Mime

Name

Mime -- defines external parser for given mime-type

indexer.conf

Synopsis

Mime {from_mime} {to_mime} {command line} [content]

Description

This is used to add support for parsing documents with mime types other than text/plain, text/html or text/xml. It can be done via external parser (which must provide output in plain or html or xml) or just by substituting mime type so indexer will understand it.

from_mime and to_mime are standard mime types. to_mime is either text/plain or text/html or text/xml

to_mime can have charset part. If charset part is omitted, the parser output is considered to be in LocalCharset.

By default, when executing a parser, indexer sends data its stdin and reads results from its stdout.

Some parsers can not operate on stdin and need a file. Command line may have $1 parameter which stands for a temporary file name. If $1 is specified, then before executing a parser indexer creates a temporary file and substitutes its name in the place of $1.

Command line can also use variables, for example ${URL} or ${Content-Type}. See the list of all available variables in "indexer -v6" output, in the lines having "Response." in their beginning.

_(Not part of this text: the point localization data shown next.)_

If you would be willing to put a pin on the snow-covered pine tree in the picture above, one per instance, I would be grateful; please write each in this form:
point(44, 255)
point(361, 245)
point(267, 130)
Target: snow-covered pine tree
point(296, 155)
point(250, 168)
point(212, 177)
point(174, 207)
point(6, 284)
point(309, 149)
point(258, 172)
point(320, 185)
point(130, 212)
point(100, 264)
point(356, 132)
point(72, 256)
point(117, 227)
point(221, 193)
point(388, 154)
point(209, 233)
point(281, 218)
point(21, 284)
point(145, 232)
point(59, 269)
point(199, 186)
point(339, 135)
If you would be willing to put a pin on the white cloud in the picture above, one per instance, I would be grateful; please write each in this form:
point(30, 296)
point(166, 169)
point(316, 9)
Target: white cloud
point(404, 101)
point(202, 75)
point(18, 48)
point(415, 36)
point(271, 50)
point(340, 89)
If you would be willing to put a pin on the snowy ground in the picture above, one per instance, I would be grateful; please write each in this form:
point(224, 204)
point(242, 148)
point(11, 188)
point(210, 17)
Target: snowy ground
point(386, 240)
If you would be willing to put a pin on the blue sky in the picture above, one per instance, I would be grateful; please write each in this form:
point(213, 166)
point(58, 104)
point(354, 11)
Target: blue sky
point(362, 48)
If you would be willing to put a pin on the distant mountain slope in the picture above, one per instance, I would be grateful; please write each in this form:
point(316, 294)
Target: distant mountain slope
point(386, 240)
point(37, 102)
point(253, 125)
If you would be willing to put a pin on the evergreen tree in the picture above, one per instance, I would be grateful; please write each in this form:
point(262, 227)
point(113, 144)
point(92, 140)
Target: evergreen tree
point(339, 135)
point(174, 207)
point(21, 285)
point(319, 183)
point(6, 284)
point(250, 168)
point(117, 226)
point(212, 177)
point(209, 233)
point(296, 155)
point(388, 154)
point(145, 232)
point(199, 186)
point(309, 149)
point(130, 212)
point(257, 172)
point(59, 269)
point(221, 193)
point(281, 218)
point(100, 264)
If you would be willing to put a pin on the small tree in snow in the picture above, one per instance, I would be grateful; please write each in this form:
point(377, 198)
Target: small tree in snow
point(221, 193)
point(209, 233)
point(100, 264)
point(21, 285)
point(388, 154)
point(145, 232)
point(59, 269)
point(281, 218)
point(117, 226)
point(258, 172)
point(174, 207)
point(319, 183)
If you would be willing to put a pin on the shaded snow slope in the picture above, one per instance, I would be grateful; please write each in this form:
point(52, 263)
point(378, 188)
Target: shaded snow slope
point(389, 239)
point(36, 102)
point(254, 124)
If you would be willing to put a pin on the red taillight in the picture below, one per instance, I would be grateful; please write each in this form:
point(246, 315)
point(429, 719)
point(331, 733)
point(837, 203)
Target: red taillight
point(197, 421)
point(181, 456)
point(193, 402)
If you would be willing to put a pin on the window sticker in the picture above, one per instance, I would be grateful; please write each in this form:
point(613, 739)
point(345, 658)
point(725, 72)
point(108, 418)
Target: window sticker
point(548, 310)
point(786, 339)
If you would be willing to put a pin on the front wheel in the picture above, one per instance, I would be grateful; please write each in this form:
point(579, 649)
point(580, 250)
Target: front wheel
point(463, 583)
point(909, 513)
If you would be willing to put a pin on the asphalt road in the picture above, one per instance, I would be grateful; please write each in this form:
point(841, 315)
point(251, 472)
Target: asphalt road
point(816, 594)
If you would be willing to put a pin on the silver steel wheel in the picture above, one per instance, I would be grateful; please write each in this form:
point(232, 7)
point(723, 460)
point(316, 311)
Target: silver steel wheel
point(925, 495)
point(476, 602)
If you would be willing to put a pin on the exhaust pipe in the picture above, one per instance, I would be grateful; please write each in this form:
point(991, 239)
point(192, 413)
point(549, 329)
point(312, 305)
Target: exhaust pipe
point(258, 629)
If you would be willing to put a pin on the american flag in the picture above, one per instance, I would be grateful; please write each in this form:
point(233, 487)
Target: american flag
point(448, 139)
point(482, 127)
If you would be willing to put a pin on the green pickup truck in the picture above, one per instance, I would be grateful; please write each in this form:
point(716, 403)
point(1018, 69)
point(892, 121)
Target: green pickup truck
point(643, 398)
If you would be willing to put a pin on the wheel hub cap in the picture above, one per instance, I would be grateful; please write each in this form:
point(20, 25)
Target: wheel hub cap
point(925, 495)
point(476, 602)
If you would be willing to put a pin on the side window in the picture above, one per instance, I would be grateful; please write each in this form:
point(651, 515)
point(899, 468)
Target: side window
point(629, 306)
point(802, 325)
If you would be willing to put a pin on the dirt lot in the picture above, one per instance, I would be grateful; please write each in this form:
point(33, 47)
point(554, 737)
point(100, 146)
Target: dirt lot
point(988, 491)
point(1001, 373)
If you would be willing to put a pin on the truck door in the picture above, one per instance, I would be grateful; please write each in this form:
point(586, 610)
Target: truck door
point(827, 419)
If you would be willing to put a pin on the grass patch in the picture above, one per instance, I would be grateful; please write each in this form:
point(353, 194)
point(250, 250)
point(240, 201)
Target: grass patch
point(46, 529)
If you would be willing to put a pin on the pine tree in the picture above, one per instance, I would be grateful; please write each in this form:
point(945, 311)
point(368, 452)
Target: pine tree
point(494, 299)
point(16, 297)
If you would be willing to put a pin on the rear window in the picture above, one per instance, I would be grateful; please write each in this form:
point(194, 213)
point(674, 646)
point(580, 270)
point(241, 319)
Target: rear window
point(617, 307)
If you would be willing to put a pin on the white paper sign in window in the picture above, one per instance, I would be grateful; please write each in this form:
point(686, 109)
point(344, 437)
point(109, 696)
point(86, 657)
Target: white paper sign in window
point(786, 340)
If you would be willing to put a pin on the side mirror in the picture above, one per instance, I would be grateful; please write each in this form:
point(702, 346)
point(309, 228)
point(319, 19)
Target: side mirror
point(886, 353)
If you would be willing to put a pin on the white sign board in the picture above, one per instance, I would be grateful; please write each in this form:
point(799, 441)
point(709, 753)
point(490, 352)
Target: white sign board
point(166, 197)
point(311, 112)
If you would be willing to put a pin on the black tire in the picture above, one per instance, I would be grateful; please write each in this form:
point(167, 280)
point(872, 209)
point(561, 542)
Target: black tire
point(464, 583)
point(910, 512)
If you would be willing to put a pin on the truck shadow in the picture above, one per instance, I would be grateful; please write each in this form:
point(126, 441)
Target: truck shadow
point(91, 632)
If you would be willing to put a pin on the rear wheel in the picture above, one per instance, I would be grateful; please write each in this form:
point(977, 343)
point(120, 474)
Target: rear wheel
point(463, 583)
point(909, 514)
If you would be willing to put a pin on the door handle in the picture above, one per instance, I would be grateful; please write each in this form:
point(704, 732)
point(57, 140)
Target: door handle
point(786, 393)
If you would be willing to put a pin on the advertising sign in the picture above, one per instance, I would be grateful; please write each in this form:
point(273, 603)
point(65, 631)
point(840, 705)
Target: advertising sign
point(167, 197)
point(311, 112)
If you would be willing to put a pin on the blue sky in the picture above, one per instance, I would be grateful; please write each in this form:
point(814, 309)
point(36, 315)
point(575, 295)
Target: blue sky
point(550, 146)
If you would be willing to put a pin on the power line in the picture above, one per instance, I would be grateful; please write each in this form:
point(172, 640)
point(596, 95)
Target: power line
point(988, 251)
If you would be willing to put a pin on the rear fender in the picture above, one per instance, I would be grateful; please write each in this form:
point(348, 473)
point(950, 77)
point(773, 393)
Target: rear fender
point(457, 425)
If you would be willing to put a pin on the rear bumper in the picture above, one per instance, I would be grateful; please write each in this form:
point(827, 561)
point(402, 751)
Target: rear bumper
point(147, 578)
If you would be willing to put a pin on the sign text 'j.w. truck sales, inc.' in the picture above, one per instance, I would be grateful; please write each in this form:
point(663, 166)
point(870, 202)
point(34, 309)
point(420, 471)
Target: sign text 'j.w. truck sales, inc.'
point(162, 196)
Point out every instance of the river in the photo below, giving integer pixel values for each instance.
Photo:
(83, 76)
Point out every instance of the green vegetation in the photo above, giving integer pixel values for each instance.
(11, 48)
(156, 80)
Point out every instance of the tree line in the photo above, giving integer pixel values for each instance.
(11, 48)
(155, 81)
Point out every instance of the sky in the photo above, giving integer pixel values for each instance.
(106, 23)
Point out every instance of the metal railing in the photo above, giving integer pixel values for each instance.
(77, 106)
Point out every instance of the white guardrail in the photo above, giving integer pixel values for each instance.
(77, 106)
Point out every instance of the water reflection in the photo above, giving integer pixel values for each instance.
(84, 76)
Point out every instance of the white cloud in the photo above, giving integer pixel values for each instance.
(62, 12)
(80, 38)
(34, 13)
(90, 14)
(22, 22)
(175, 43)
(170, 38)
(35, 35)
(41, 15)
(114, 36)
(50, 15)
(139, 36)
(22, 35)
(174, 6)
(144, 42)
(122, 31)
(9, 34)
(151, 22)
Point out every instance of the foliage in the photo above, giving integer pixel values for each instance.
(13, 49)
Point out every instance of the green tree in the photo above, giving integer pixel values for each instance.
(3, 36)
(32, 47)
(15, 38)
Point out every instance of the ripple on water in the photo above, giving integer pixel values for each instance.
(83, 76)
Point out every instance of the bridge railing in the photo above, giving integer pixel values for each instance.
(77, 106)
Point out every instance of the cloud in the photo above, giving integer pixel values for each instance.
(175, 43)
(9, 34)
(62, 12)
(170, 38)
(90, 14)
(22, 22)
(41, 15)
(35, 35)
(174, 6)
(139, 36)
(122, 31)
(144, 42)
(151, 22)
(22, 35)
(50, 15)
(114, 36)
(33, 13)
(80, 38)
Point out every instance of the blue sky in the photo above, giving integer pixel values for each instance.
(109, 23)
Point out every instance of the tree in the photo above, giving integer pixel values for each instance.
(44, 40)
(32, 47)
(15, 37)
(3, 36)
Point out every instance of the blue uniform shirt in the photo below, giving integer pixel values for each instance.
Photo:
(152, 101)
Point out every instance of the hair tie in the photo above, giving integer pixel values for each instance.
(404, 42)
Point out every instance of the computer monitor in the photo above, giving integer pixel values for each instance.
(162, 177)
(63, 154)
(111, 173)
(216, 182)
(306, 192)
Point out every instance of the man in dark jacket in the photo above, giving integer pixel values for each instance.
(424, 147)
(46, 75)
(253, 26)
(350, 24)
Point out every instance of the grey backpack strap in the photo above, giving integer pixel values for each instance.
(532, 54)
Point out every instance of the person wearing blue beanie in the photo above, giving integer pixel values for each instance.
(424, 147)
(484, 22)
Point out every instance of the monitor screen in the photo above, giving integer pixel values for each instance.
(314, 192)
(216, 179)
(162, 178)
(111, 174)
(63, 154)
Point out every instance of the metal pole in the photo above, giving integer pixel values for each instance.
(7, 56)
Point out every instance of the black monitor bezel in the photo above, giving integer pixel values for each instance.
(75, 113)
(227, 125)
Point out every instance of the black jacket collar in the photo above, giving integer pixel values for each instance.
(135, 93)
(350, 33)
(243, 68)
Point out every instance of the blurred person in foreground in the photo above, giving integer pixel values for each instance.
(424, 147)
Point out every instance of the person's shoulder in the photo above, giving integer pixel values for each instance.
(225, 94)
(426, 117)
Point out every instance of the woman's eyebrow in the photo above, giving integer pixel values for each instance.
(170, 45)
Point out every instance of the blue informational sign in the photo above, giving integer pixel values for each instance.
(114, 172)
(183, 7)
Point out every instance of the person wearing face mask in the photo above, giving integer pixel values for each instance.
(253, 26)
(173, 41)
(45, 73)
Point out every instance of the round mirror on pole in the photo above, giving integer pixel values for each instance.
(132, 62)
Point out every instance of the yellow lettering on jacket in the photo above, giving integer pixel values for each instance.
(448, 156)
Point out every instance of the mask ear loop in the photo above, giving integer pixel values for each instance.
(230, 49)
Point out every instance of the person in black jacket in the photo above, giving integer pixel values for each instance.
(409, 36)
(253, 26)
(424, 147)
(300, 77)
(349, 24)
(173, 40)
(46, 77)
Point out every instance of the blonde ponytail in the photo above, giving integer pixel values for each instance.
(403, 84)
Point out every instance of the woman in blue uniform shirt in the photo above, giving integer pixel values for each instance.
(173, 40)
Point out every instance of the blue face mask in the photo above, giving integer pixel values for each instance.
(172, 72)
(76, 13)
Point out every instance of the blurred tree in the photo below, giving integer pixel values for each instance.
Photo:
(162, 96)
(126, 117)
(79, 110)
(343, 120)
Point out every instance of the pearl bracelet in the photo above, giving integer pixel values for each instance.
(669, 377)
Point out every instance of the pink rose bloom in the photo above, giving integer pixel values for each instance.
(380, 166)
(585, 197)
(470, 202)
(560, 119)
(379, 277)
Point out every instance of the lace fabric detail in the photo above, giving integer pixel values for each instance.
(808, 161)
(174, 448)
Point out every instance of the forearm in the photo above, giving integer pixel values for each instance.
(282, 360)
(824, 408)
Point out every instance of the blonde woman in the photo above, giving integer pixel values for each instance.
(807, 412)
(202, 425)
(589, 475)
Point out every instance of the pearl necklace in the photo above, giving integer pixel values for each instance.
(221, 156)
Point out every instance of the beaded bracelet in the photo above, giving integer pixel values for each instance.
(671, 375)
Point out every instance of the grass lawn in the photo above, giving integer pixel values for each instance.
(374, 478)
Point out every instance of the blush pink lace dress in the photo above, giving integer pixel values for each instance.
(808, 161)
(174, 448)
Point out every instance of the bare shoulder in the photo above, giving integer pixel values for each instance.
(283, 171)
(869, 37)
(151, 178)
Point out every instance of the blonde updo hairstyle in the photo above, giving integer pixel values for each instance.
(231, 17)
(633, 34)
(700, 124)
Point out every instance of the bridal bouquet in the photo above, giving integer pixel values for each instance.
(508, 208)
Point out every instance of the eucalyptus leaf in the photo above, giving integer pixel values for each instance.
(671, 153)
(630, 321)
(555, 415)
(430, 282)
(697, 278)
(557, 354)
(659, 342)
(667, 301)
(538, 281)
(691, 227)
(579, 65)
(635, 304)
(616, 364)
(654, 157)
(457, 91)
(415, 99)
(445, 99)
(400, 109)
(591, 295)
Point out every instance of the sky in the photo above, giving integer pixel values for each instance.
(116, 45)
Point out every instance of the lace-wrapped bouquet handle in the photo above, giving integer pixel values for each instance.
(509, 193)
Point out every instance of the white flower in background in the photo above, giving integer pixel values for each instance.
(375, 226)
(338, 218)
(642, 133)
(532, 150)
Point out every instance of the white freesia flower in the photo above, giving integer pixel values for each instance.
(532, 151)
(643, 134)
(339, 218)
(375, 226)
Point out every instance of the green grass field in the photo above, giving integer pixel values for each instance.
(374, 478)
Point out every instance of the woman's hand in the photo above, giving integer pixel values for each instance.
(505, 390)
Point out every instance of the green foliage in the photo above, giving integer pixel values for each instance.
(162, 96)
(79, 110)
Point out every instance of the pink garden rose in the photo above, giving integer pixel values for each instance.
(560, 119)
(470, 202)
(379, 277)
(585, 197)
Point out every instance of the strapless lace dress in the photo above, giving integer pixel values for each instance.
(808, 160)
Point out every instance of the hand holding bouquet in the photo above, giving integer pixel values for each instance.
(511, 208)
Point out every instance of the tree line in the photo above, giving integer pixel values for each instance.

The fourth parameter "content" is optional. It can specify what kind of data is sent to the parser. By default, indexer sends raw document content. Using the fourth parameter you can mix document content with other kind of data, for example, URL or HTTP headers, using the same notation with the "command line" parameter. Raw content is available as "${HTTP.Content}".

Note: To make ${HTTP.Content} available, use "Section HTTP.Content 0 0" command.

Examples


Mime application/msword      "text/plain; charset=cp1251"  "catdoc $1"
Mime application/x-troff-man  text/plain                    "deroff"
Mime text/x-postscript        text/plain                    "ps2ascii"
Mime application/pdf          text/plain                    "pdftotext $1 -"
Mime application/vnd.ms-excel text/plain                    "xls2csv $1"
Mime "text/rtf*"              text/html                     "rthc --use-stdout $1 2>/dev/null"

# A parser example with variables in its command line
Mime application/mytype       text/html    "myparser -u ${URL} -t ${Content-Type} $1"

# Mixing content with URL and HTTP headers
Section HTTP.Content 0 0
Mime application/mytype2      text/html    "myparser2"   "${URL} # ${Content-Type} # ${HTTP.Content}"

See also

AddType, DefaultContentType, UseRemoteContentType.